I feel my lips begin to curve upwards. No, no, no. This isn't good at  all. They're breaking ranks. This is a serious conversation, and I'm  smiling at his crassness.

'I called you because I wanted to hear your voice. I had you come to the  meeting because I wanted to see you properly.' He pauses, weighing up  his next words. 'You took my breath away as soon as I laid eyes on you.'

I'm thinking back to that meeting now, to his cold greeting. Good God,  if that's taking someone's breath away, then I'm a monkey's aunt.

'You covered it up well.'

'I'm good at that sort of thing.'

As he moves back towards me, my body prickles with anticipation. He  comes to a halt in front of the sofa, reaching down, taking the mug from  me and placing it next to his own before he positions himself back on  the edge of the coffee table. He leans forwards and rests his elbows on  his knees.

'Right from the start, I knew I was in trouble. I was a complete fucking  mess.' He pauses, watching for my reaction. 'You do that to me, Maya.  You turn me inside out. You're in here.' He touches his head. 'Every  single minute of the day. I need to fix this.'

I'm already captivated by the flecks of copper dancing around his  pupils, the layers of dark blue that permeate his irises. They're  pleading with me now, those eyes, and I just want to fall into his arms.  Reaching out, he takes my hand in his, triggering the same electrical  charge that pulsates through me every single time we're in contact.  Logic won't last long. I know that. I need to drop in a weak and  pointless protest, and I need to do it fast.

'I don't know if I can trust you.'

'You can trust me more than anyone else in the world.'

'How can I trust a man who keeps secrets from me?'

'I tried to tell you, more than once. It was never the right time.'

I stare at his long fingers, saying nothing. I'm crumbling steadily.

'And I'm not the only one who kept secrets. You didn't tell me about Boyd.'

It's an instinct. At the mention of his name, I pull my hand away.

'That's different.'

'How is it?' he demands, his voice still gentle.

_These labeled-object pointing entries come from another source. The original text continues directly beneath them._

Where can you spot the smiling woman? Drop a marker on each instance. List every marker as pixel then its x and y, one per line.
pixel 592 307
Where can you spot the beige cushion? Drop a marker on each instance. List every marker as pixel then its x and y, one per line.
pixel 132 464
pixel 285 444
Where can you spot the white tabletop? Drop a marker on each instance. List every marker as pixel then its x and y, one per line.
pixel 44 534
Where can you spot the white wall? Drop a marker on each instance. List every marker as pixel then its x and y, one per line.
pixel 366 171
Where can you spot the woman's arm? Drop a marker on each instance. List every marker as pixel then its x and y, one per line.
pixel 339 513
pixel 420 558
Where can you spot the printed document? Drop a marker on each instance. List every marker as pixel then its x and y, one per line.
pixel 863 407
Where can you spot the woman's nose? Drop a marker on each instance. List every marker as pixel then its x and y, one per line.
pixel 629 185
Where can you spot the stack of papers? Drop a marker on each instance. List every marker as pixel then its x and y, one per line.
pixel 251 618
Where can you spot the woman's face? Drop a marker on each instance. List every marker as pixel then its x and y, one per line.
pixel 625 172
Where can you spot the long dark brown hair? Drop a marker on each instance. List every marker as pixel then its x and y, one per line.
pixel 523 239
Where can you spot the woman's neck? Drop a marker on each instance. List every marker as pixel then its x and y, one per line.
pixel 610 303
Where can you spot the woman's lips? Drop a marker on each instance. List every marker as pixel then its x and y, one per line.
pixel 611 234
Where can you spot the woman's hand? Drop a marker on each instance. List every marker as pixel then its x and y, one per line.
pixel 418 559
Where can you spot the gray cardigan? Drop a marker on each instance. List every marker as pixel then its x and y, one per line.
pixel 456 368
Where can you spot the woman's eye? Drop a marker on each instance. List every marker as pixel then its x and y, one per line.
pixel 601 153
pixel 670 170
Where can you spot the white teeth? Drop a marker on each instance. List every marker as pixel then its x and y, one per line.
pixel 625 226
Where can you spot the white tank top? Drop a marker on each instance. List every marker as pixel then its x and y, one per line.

'That's nothing to do with who I am.'         

     



 

'Of course it is.'

And he's so bloody right. Boyd, my sister, Tom: the whole lot of them have left me riddled with self-doubt and fear.

'I never talk about him. I don't even like to think about him. I block him out. That's the way I cope.'

'And how do you think I deal with my past?'

He falls silent. Taking both of my hands now, he gently encourages me to  my feet, pulling me in to his chest and enclosing me in his arms. I  feel a hand at the back of my head, another at the base of my spine, and  I can smell him now, that fresh signature scent of his. A familiar  spark of energy flutters through my body, concentrating in my chest and  in my loins. And then the tears begin to flow. Maybe it's because of  Boyd, because Dan's just scratched a wound that's never really healed,  or maybe I'm crying for Dan, suddenly overwhelmed by the awfulness of  his past. I have no idea, but a gentle trickle soon grows in force.